Skeletal elements are formed through two distinct processes: endochondral ossification, which forms long bones, facial bones, vertebrae, and lateral medial clavicles, and intramembranous ossification, which forms flat bones such as the cranium and medial clavicles. Endochondral ossification involves a cartilaginous template that regulates skeletal growth and patterning, while intramembranous ossification forms bone directly from mesenchymal cells.
FGF signaling is essential for skeletal development, with mutations in FGF receptors causing various skeletal dysplasias and craniosynostosis syndromes. For example, mutations in FGFR3 cause Achondroplasia, the most common form of dwarfism, while mutations in FGFR2 are associated with several craniosynostosis syndromes. These mutations often result in constitutive or hyperactivation of the receptor, leading to abnormal bone development.

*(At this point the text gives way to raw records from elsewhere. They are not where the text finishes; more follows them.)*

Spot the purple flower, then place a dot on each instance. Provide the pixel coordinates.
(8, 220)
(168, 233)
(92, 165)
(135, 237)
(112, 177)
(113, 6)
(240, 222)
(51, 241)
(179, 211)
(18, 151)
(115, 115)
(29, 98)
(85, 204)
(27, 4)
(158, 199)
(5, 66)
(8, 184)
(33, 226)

FGF signaling pathways interact with other signaling pathways such as the Hedgehog, BMP, and PTHrP pathways to regulate chondrogenesis and osteogenesis. These pathways work together to coordinate the complex processes of bone formation and development. FGF signaling is also involved in the regulation of cell proliferation, differentiation, and apoptosis in the developing skeleton.
In intramembranous bone formation, FGF signaling is important for the development of calvarial bones and the regulation of suture closure. FGF2 and FGF18 are particularly important in this process, with FGF2 promoting osteogenic cell proliferation and FGF18 playing a role in osteoblast differentiation. FGF signaling also influences the balance between undifferentiated and differentiated osteogenic cells, ensuring proper cranial vault morphogenesis.
Overall, FGF signaling pathways are critical for the proper development of both endochondral and intramembranous bone, and their dysregulation can lead to a variety of skeletal disorders. Understanding the role of FGF signaling in bone development is essential for the treatment of genetic bone diseases.